Solved – Regularization strength and problem size

regularization

Let's say I run an Ordinary Least Square regression with a Ridge regression on 100.000 points randomly sampled from a huge dataset. The best regularization strength found is C=1.

What is approximately the optimal regularization strength I can expect if I run the same algorithm on 1.000.000 points from the same dataset ?

Are there general rules that link the optimal regularization strength and the problem size ? Do these rules rely on statistical assumptions ? / What is their robustness ?

Thanks

Best Answer

In general, if you multiply the number of data points, $n$, by $s$ while leaving the number of predictors, $p$, unchanged, then $\|X\beta-y\|_{2}^{2}$ will increase by roughly a factor of $s$, while $\| \beta \|_{2}^{2}$ won't change much.
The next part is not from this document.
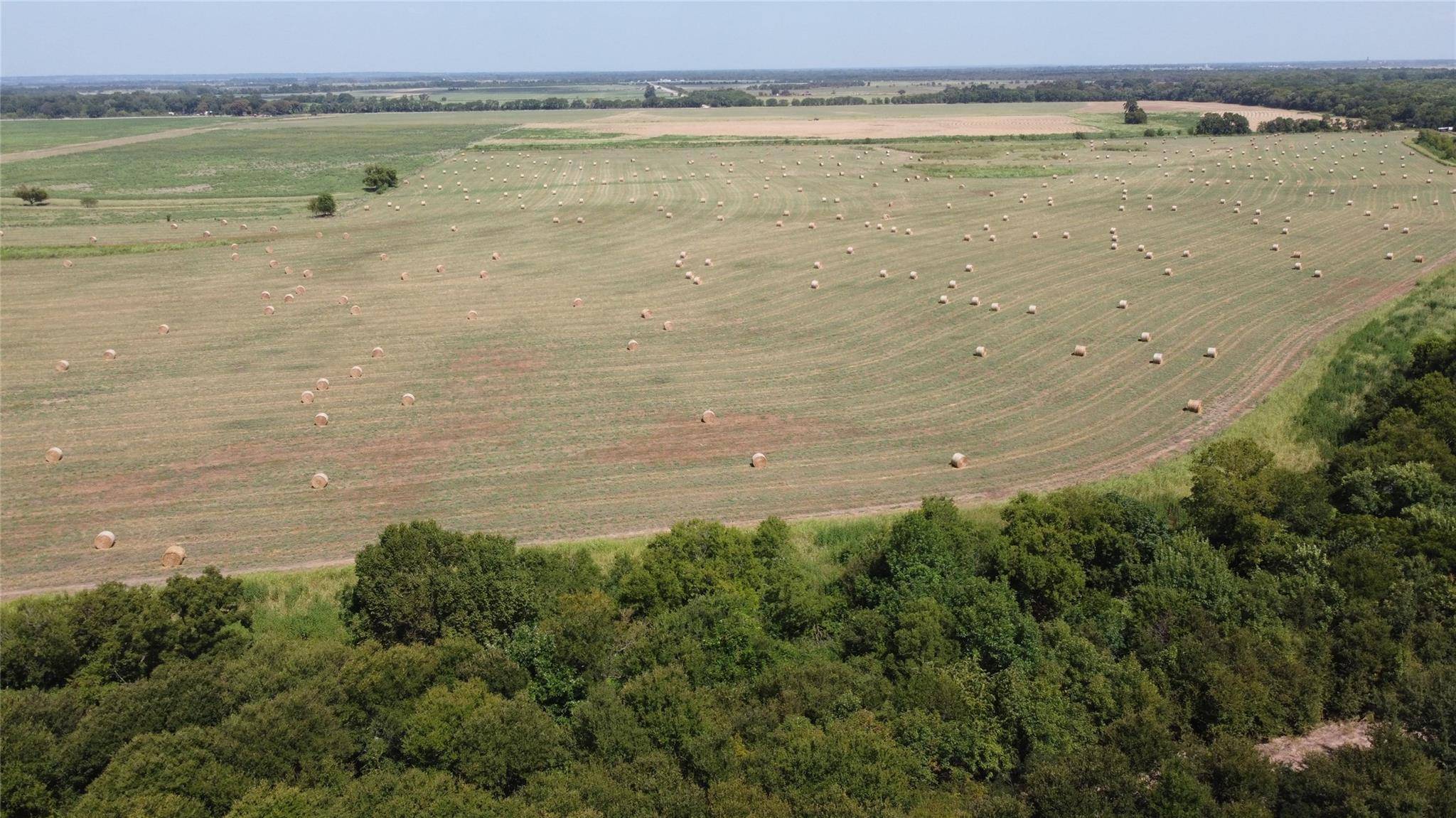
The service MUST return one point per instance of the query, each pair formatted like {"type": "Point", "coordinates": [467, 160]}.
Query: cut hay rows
{"type": "Point", "coordinates": [855, 384]}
To keep the same balance between the misfit term and the regularization term, you'll have to increase the regularization parameter by a factor of $s$ (or $\sqrt{s}$ if your regularization parameter is squared in the objective function.)

Although this is a good rule of thumb and a reasonable starting point for searching for a regularization parameter, you generally shouldn't just set the parameter by this rule of thumb. Rather, you should use whatever method you're using to select the regularization parameter on the larger data set.